Take for example a pervasive problem you may know little about, depending on where you live: counterfeit spirits. In parts of Eastern Europe and China for example, the black market for alcohol has exploded. Brown-Forman, the company that makes Jack Daniel’s, estimates that around 30 percent of all alcohol in China is fake. The European Union Intellectual Property Office (EUIPO) estimates counterfeit alcohol costs the EU member states an estimated 1.2 billion Euros a year. While resale of the actual bottles is a significant and more difficult to mitigate concern, blockchain could play a large role in tracking a spirit or an over-the-counter medication’s origin which is literally a life-saving application.
- Speeding up delivery and smoothing logistics
In general no consumer appreciates– but every retailer is painfully aware– how unbelievably complex and challenging it is to get delivery right whether it’s from manufacturer to a retailer or straight to a consumer’s door.
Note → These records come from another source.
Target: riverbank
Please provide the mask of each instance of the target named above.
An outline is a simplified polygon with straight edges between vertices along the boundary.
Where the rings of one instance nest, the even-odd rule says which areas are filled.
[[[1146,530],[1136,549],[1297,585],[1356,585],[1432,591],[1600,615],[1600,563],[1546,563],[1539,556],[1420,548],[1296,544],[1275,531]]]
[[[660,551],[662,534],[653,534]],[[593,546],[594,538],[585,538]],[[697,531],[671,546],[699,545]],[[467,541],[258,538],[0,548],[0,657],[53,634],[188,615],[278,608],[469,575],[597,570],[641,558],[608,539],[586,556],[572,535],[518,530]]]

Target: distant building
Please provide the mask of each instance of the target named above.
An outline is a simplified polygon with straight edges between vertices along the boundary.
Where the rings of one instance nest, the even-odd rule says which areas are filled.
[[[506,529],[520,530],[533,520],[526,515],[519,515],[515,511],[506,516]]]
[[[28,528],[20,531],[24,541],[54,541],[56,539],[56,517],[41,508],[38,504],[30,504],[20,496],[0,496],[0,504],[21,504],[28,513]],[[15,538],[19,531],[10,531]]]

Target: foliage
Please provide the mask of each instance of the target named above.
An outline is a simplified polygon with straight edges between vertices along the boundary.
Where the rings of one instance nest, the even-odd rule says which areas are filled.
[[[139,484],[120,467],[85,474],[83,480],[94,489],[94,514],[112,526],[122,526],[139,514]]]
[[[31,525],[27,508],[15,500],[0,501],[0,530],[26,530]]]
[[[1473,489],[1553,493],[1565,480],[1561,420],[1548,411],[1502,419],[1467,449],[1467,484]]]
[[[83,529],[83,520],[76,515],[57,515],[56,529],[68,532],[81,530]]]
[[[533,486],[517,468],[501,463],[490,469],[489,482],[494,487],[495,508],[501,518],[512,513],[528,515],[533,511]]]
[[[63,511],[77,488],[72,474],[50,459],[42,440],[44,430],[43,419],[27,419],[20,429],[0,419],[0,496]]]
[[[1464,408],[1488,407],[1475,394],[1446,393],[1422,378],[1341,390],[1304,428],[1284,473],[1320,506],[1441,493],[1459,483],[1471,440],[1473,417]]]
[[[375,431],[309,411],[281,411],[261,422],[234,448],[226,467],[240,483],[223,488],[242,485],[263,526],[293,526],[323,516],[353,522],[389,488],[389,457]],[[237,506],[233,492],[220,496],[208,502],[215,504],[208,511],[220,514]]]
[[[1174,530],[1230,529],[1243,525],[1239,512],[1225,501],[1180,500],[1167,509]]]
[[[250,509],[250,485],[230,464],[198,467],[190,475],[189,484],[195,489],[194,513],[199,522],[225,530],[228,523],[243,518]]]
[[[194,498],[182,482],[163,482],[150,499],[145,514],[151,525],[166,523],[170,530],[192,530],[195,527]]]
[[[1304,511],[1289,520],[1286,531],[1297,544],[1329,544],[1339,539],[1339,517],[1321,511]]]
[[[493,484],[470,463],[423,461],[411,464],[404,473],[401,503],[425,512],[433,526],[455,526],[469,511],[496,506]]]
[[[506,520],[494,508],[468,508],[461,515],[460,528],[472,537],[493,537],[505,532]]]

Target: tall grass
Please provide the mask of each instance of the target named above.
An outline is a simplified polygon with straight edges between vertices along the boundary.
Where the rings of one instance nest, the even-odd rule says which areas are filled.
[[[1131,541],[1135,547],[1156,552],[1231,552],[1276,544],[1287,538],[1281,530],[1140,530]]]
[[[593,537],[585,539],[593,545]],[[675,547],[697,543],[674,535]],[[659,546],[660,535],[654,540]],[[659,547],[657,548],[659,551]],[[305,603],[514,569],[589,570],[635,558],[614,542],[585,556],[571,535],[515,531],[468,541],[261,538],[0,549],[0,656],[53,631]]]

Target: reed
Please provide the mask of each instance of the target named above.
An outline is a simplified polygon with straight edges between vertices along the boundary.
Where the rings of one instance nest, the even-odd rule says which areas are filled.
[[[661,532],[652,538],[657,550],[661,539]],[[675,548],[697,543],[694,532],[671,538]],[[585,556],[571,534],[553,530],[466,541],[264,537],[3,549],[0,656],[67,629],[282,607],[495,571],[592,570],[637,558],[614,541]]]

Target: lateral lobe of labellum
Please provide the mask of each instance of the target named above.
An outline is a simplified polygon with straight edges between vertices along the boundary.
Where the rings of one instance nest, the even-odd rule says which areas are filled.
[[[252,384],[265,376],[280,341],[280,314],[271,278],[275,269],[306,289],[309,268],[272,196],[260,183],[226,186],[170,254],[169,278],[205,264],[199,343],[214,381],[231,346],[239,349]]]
Disputes between parties along the supply chain, communication, administrative management and tracking all present challenges. These disputes are often difficult and pricey to resolve since they involve incompatible systems, poor data entry and more or less a game of telephone. AI, autonomous fleets, and other new tech can alleviate some of the pain, but blockchain – a single ledger of undisputable data and history– could make transportation and logistics more efficient, streamlined and reliable. That offers endless positive effects for retailers and consumers alike.
Now, the hard part
Of course, blockchain will face real challenges before businesses and consumers can reap the benefits. Ironically, for a technology that can foster trust among retailers, consumers and others along the supply chain, there are some trust-related challenges holding it back, such as getting supply chain partners (and even competitors) to work with one another.
But there’s no doubt: blockchain will make businesses smarter and more efficient. Retailers who learn how to integrate it into their business will be able to better deliver on the customer experience.